La société MIC INSURANCE a répondu par courrier du 1er juillet 2019 à la suite de l’expertise réalisée par le cabinet EURISK que ses garanties n’étaient pas mobilisables pour les dommages suivants :
— Dysfonctionnement de la motorisation du portail
— Affaissement et grande souplesse des planchers du 1er et du 2e étage
— Traces d’infiltration et présence d’humidité en cueillie basse du dallage du sous-sol
— Traces d’infiltration sur le poteau du séjour à l’aplomb de la terrasse accessible
La SCI a souhaité faire appel au cabinet OMEGA EXPERTS pour réaliser une nouvelle expertise amiable à laquelle la société MIC n’était pas partie. Dans la note technique n°2 produite, cet expert effectue un comparatif des devis communiqués par les parties dans le cadre de l’expertise judiciaire confiée à Monsieur [F]. La SCI MAGE évoque dans ses écriture un autre document émanant du cabinet OMEGA EXPERTS faisant état de désordres non mentionnés dans la déclaration de sinistre mais force est de constater qu’il n’est pas versé.

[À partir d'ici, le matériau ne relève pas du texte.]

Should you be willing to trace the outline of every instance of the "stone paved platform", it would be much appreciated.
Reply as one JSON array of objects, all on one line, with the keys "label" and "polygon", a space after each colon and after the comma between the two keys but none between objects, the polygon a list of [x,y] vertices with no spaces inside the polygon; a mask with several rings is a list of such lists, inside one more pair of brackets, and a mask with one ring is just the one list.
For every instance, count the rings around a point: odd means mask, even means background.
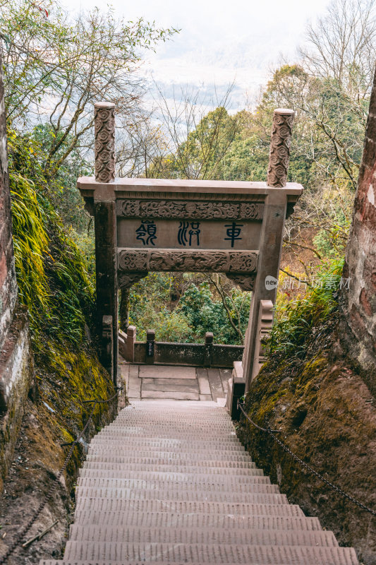
[{"label": "stone paved platform", "polygon": [[135,365],[119,359],[130,400],[224,401],[230,369]]}]

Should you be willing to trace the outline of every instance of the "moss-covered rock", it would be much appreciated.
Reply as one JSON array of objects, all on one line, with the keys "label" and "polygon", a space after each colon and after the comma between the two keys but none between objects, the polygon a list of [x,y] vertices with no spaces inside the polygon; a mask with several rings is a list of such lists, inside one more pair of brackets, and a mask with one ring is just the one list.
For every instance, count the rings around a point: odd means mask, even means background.
[{"label": "moss-covered rock", "polygon": [[[247,411],[260,425],[279,429],[278,437],[326,479],[376,509],[375,399],[339,355],[336,331],[329,327],[313,338],[303,360],[271,358],[251,386]],[[238,434],[291,502],[318,516],[367,565],[376,563],[375,516],[305,470],[244,420]]]},{"label": "moss-covered rock", "polygon": [[97,405],[83,441],[77,446],[59,483],[56,477],[69,450],[87,420],[92,405],[85,401],[109,398],[115,390],[108,373],[88,347],[80,350],[45,344],[49,354],[38,359],[35,377],[38,398],[28,399],[9,477],[0,499],[0,552],[13,540],[55,483],[54,494],[30,532],[30,537],[59,523],[40,541],[18,549],[8,563],[37,564],[42,557],[59,557],[74,504],[74,486],[86,446],[117,410],[117,399]]}]

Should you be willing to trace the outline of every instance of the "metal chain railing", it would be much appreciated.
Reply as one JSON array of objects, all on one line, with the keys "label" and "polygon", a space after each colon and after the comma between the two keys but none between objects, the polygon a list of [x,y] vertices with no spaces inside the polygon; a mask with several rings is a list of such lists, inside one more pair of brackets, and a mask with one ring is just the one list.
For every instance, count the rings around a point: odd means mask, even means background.
[{"label": "metal chain railing", "polygon": [[305,463],[305,461],[303,461],[302,459],[298,457],[298,456],[296,455],[293,451],[291,451],[289,447],[288,447],[285,444],[284,444],[283,441],[281,441],[281,440],[274,435],[275,433],[277,433],[277,432],[280,432],[280,430],[270,429],[270,428],[262,428],[260,426],[257,425],[257,424],[251,420],[251,419],[250,418],[248,415],[245,412],[243,407],[243,405],[240,402],[239,400],[238,400],[238,408],[241,411],[245,419],[257,429],[260,429],[261,432],[265,432],[267,434],[269,434],[269,435],[273,438],[274,441],[277,444],[278,444],[278,445],[280,446],[282,448],[282,449],[284,451],[286,451],[286,453],[289,453],[289,455],[291,456],[293,458],[293,459],[294,459],[296,461],[298,461],[298,463],[300,463],[302,465],[302,467],[304,467],[304,468],[307,469],[307,470],[309,471],[312,475],[314,475],[318,479],[322,480],[323,482],[327,484],[328,487],[330,487],[331,489],[332,489],[336,492],[338,492],[339,494],[344,496],[344,498],[346,498],[348,500],[353,502],[354,504],[356,504],[358,506],[363,509],[363,510],[365,510],[366,512],[369,512],[370,514],[376,516],[376,511],[372,510],[371,508],[369,508],[368,506],[365,506],[365,504],[363,504],[363,502],[360,502],[360,501],[357,500],[351,494],[348,494],[347,492],[345,492],[344,490],[342,490],[341,488],[338,487],[336,484],[334,484],[330,481],[328,481],[328,480],[325,479],[325,477],[323,477],[322,475],[320,475],[320,472],[315,471],[315,469],[313,469],[312,467],[310,467],[309,465]]},{"label": "metal chain railing", "polygon": [[63,466],[60,469],[60,470],[58,472],[58,474],[54,477],[54,482],[51,484],[51,485],[49,487],[49,489],[48,489],[47,493],[43,496],[41,502],[40,503],[40,505],[38,506],[37,510],[35,511],[35,512],[34,513],[32,516],[30,518],[30,520],[27,522],[27,523],[20,530],[20,531],[17,534],[16,538],[13,540],[13,541],[12,542],[11,545],[9,545],[9,547],[8,547],[8,549],[7,549],[6,552],[5,552],[5,554],[4,555],[2,555],[1,557],[0,557],[0,565],[4,565],[6,561],[8,561],[8,558],[14,552],[15,549],[18,547],[18,545],[22,545],[22,542],[23,541],[23,538],[25,537],[26,534],[28,533],[28,531],[30,529],[30,528],[32,527],[32,525],[36,521],[37,518],[40,516],[40,513],[42,512],[42,511],[43,510],[43,509],[44,508],[44,506],[47,504],[47,502],[50,500],[50,499],[51,499],[51,496],[52,496],[52,494],[54,493],[54,491],[55,489],[55,487],[56,487],[56,484],[60,480],[61,476],[63,475],[63,473],[64,472],[65,470],[66,469],[66,467],[68,465],[68,463],[69,463],[69,460],[70,460],[71,458],[72,457],[72,455],[73,455],[73,451],[74,451],[74,448],[75,448],[75,446],[78,444],[80,440],[82,439],[82,438],[84,436],[84,434],[85,433],[86,430],[87,429],[87,427],[89,426],[90,420],[92,419],[92,415],[94,414],[94,412],[95,410],[97,405],[97,404],[106,404],[107,403],[112,402],[112,400],[114,400],[117,396],[119,396],[119,392],[121,390],[122,390],[122,387],[121,386],[117,387],[116,392],[114,395],[114,396],[111,396],[110,398],[107,398],[106,400],[98,400],[97,398],[95,398],[95,399],[91,400],[83,400],[83,404],[87,404],[87,403],[94,403],[94,405],[93,405],[92,409],[90,415],[89,415],[89,417],[87,418],[86,424],[85,424],[82,432],[79,434],[79,435],[78,436],[77,439],[75,439],[74,441],[72,441],[71,444],[62,444],[62,445],[66,445],[66,445],[70,445],[71,446],[71,447],[69,448],[69,451],[68,452],[68,454],[67,454],[67,456],[66,456],[66,457],[65,458],[65,460],[64,460]]}]

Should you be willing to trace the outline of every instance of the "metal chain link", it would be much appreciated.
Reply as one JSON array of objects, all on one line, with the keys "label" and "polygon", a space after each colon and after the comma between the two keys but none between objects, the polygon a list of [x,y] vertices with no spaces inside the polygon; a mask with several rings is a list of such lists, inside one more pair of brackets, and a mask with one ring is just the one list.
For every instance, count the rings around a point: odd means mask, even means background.
[{"label": "metal chain link", "polygon": [[289,455],[290,455],[293,458],[293,459],[295,459],[296,461],[298,461],[298,463],[299,463],[302,465],[302,467],[304,467],[305,469],[307,469],[307,470],[309,471],[312,475],[314,475],[315,477],[317,477],[317,478],[319,478],[320,480],[322,480],[323,482],[325,482],[326,484],[330,487],[330,488],[333,489],[333,490],[336,491],[336,492],[338,492],[339,494],[344,496],[344,498],[346,498],[348,500],[351,501],[354,504],[356,504],[358,506],[363,509],[363,510],[365,510],[366,512],[369,512],[374,516],[376,516],[376,511],[372,510],[371,508],[369,508],[368,506],[365,506],[365,504],[363,504],[363,502],[360,502],[360,501],[357,500],[351,494],[348,494],[347,492],[345,492],[345,491],[342,490],[342,489],[338,487],[336,484],[334,484],[330,481],[328,481],[328,480],[325,479],[325,477],[323,477],[322,475],[320,475],[320,472],[315,471],[315,469],[313,469],[312,467],[310,467],[310,465],[308,465],[308,463],[305,463],[305,461],[303,461],[302,459],[298,457],[298,456],[296,455],[293,451],[291,451],[289,447],[288,447],[285,444],[284,444],[283,441],[281,441],[281,440],[274,435],[274,433],[276,432],[279,432],[280,430],[270,429],[270,428],[262,428],[260,426],[258,426],[255,422],[253,422],[250,418],[250,417],[248,416],[248,415],[245,412],[243,406],[243,405],[242,405],[241,402],[238,400],[238,408],[239,408],[241,410],[243,415],[245,417],[245,419],[250,424],[252,424],[253,426],[255,426],[255,427],[256,427],[257,429],[260,429],[261,432],[265,432],[267,434],[269,434],[269,435],[273,438],[274,441],[277,444],[278,444],[278,445],[279,445],[284,451],[289,453]]},{"label": "metal chain link", "polygon": [[63,466],[61,467],[61,468],[60,469],[59,472],[56,475],[56,477],[54,477],[54,482],[51,484],[51,485],[49,487],[49,489],[48,489],[47,492],[46,493],[46,494],[44,495],[44,496],[42,499],[42,501],[40,502],[40,504],[39,506],[37,507],[37,510],[35,511],[35,512],[34,513],[32,516],[30,518],[29,521],[19,531],[19,533],[18,533],[18,535],[16,537],[16,539],[13,540],[13,541],[12,542],[11,545],[8,547],[8,549],[7,549],[6,552],[5,552],[5,554],[0,558],[0,565],[4,565],[6,561],[8,561],[8,558],[14,552],[14,551],[16,549],[16,547],[18,545],[22,545],[22,542],[23,540],[23,538],[25,537],[26,534],[28,533],[28,531],[30,529],[30,528],[32,527],[32,525],[36,521],[37,518],[40,516],[40,513],[42,512],[42,511],[43,510],[43,509],[44,508],[44,506],[47,504],[47,502],[49,502],[49,501],[50,500],[52,494],[54,494],[54,491],[55,489],[55,487],[56,485],[56,483],[58,483],[59,481],[60,480],[60,479],[61,478],[61,477],[63,475],[63,473],[66,470],[66,467],[68,465],[68,463],[69,463],[69,460],[70,460],[71,458],[72,457],[72,455],[73,455],[73,451],[74,451],[74,448],[75,448],[75,446],[78,444],[80,440],[83,437],[83,435],[84,435],[85,432],[87,429],[87,427],[89,426],[89,423],[90,423],[90,420],[91,420],[92,415],[94,414],[94,411],[95,410],[97,405],[97,404],[104,404],[106,403],[111,402],[114,398],[116,398],[116,396],[119,396],[119,392],[120,392],[120,391],[121,389],[122,389],[122,387],[121,387],[121,386],[117,387],[116,393],[114,395],[114,396],[111,396],[111,398],[107,398],[107,400],[97,400],[97,399],[94,399],[94,400],[84,400],[84,401],[83,401],[83,404],[88,403],[94,403],[94,406],[92,407],[92,411],[90,412],[90,413],[89,415],[89,417],[87,418],[86,424],[85,424],[82,432],[80,433],[80,434],[77,437],[77,439],[75,439],[75,441],[72,441],[72,443],[70,444],[71,447],[70,447],[69,451],[68,452],[68,454],[67,454],[67,456],[66,456],[66,457],[65,458],[64,463],[63,463]]}]

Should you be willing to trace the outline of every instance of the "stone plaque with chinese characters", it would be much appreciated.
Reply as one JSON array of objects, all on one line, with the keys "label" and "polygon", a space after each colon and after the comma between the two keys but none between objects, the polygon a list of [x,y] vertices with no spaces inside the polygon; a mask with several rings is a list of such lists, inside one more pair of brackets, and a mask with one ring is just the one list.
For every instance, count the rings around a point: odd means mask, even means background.
[{"label": "stone plaque with chinese characters", "polygon": [[258,249],[261,221],[118,218],[119,247]]}]

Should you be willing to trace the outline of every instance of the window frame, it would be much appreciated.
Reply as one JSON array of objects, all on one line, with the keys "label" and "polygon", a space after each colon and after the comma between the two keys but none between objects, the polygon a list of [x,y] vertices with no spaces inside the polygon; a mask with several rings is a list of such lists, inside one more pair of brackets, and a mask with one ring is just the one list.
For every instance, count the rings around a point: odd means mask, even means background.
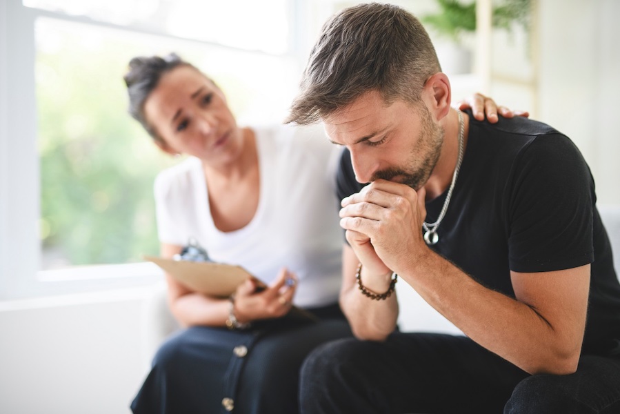
[{"label": "window frame", "polygon": [[[292,41],[286,56],[292,56],[300,70],[306,53],[299,49],[307,40],[303,31],[308,27],[307,23],[297,24],[303,21],[299,10],[302,4],[299,0],[288,0],[288,4],[293,24],[289,29]],[[21,0],[0,2],[0,300],[159,283],[163,273],[148,262],[39,270],[41,185],[34,75],[34,28],[39,17],[214,44],[31,8]]]}]

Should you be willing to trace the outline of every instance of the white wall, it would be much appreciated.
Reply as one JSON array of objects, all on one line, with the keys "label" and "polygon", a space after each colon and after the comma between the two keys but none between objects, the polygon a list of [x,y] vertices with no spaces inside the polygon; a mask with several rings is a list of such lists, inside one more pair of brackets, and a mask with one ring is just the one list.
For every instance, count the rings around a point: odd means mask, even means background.
[{"label": "white wall", "polygon": [[0,413],[125,414],[144,376],[149,289],[0,302]]},{"label": "white wall", "polygon": [[620,1],[539,1],[541,120],[568,135],[599,201],[620,204]]}]

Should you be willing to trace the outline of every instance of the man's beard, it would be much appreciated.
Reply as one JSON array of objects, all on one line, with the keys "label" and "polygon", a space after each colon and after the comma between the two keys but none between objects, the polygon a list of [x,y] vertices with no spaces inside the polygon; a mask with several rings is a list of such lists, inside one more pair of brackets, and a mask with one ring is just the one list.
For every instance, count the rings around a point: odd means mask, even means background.
[{"label": "man's beard", "polygon": [[[422,106],[420,115],[422,128],[417,139],[414,141],[416,146],[419,147],[419,150],[416,151],[416,148],[412,148],[407,166],[390,167],[377,171],[372,176],[371,181],[379,179],[394,181],[406,184],[415,190],[419,190],[428,181],[441,153],[443,128],[432,122],[430,112],[426,106]],[[423,157],[421,161],[416,162],[419,157],[415,155],[416,152],[421,154]],[[393,179],[394,177],[397,178]]]}]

Il résulte de ce qui précède que la seule déclaration de sinistre effectuée par la SCI auprès de l’assureur dommages ouvrage est celle du 2 mai 2019 de sorte que l’instance ne peut porter que sur les désordres qui y sont listés.
Compte tenu de ces éléments, les demandes de la SCI MAGE à l’encontre de la société MIC INSURANCE, en sa qualité d’assureur dommages-ouvrage, au titre de :
o La dépose et le remplacement du parquet du rez-de-chaussée,
o Le remplacement de la gaine fibre,
o La suppression du conduit de fumée,
o La sortie extérieure de production d’eau chaude,
o La modification de l’installation électrique,
o Les travaux de plomberie chiffrés écartés par l’expert comme étant hors assignation (page 25 du rapport),
o Les travaux de reprise de peinture sur les garde-corps,
o Les travaux d’isolation par l’extérieur,
seront déclarées irrecevables faute de déclaration de sinistre préalable.
— Sur les autres prétentions
Les dépens et frais irrépétibles de l’incident seront réservés.
L’affaire sera renvoyée à la mise en état virtuelle du 22 octobre 2024 pour conclusions au fond des parties.
PAR CES MOTIFS
Nous, juge de la mise en état, statuant publiquement, par décision contradictoire susceptible d’appel dans les conditions de l’article 795 du code de procédure civile,
Déclarons irrecevables en l’absence de déclaration de sinistre préalable les demandes de la SCI MAGE à l’encontre de la société MIC INSURANCE, relatives à :
o La dépose et le remplacement du parquet du rez-de-chaussée,
o Le remplacement de la gaine fibre,
o La suppression du conduit de fumée,
o La sortie extérieure de production d’eau chaude,
o La modification de l’installation électrique,
o Les travaux de plomberie chiffrés écartés par l’expert comme étant hors assignation (page 25 du rapport),
o Les travaux de reprise de peinture sur les garde-corps,
o Les travaux d’isolation par l’extérieur ;
Réservons les frais irrépétibles et les dépens de l’incident,
Renvoyons l’affaire à l’audience virtuelle de mise en état du 22 octobre 2024 pour conclusions au fond des parties.
Prononcé par mise à disposition au greffe le 30 AOUT 2024, par Madame BARONNET, Juge, assistée de Madame NINEL, Greffière placée, lesquelles ont signé la minute de la présente décision.